The 5 stage Process for Red Winemaking
Note:The following stages explain the process only and do not go into details of the adding of fermentation aids, nutrients, sulphur dioxide, acids or enzymes. These are dealt with separately.
Step 1 is to prepare the grape must.
Crushing, Destemming and preparing grapes: Small quantities of grapes can be prepared by hand, but for larger quantities you will require a Crusher, or a Crusher/destemmer. These can be obtained in manual and electric versions. The machine is placed and supported over a larger open polyethelyne plastic container. If you are using only a crusher without a destemmer it is a good idea to place a layer of chicken wire over the receiving container so that a lot of the stems can stopped from going into the container. It is best to avoid even small fragments of stems from entering the must as these can increase the astringency and bitterness of the finished wine. Also avoid macerating the seeds as wel
Step 2 is the primary fermentation of the grapes.
This is done in the open container (called primary fermentation). Primary fermenters can consist of a large open polyethelene container where the grape must can undergo an initial primary ferment. It should be easily accessible as you will need to push down the pomace to help extract as much juice as possible from the skins (depending on wine style)

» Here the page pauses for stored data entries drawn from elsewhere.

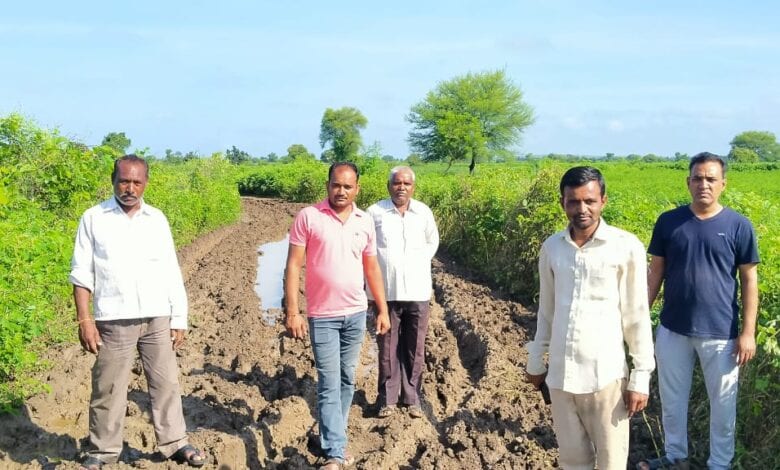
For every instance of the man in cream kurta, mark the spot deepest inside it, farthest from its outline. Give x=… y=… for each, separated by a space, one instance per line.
x=407 y=239
x=124 y=260
x=592 y=301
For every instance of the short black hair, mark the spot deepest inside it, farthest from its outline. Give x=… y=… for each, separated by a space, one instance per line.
x=335 y=165
x=130 y=157
x=703 y=157
x=582 y=175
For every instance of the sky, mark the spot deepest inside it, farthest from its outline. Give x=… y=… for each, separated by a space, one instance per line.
x=602 y=77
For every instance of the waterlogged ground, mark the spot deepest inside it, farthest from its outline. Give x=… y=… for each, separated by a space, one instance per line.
x=249 y=391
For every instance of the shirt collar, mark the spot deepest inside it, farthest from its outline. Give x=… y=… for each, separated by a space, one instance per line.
x=113 y=206
x=602 y=233
x=387 y=204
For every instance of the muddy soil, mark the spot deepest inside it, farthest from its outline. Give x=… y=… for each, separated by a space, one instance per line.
x=249 y=391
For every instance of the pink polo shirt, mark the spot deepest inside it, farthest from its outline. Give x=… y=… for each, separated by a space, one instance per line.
x=334 y=258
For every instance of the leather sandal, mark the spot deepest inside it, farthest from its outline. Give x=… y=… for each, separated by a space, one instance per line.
x=662 y=463
x=91 y=463
x=189 y=455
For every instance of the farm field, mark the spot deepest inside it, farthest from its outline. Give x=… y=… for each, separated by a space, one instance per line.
x=250 y=392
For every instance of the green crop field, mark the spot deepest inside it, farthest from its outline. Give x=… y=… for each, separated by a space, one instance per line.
x=495 y=221
x=46 y=182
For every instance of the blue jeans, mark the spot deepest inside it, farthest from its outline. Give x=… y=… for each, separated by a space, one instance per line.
x=336 y=342
x=676 y=355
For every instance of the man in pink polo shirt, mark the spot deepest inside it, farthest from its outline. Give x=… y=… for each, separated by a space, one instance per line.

Step 3 is to press and discard the pomace and move the juice to a secondary fermenter.
This is achieved using a grape press to extract the free flowing juice. This juice is then moved into a secondary fermenter with is fitted with an airlock to complete the fermentation process. Ideal secondary fermenters can be either food grade polyethelene, stainless steel or glass. They should seal securely and water should always be present in the airlock to allow the gas from fermentation to release, without letting air back into the fermenter.
Step 4 is to allow the wine to finish fermenting
Once the wine has finished fermenting, the clearing and maturing process begins. The wine is cleared until a sediment forms and then should be racked off the sediment into another fermenter (or moved back into the same fermenter). The racking process to remove the wine from the sediment deposit to prevent this from tainting the flavour of the wine.. Racking involves the removal of wine from the sediment..often using a racking cane.
Step 5 is to bottle and mature the wine.
The wine can be further enhanced by maturing in a suitable oak barrel for a period of time prior to bottling. The bottling and corking procedure should be undertaken with care so the wine has the best opportunity to mature in the bottles. Poor corking and bottling techniques can lead to cork damage which could eventually cause the wine to oxidise. Care should be taken with sterilisation of bottles and by using a good quality corking tool so that damage does not happen to the cork on insertion. Today there are some excellent alternatives to using wine corks. The Novatwist screw top wine bottle closure and the Zork stopper are excellent easy to use alternatives to wine corks and can be applied by hand.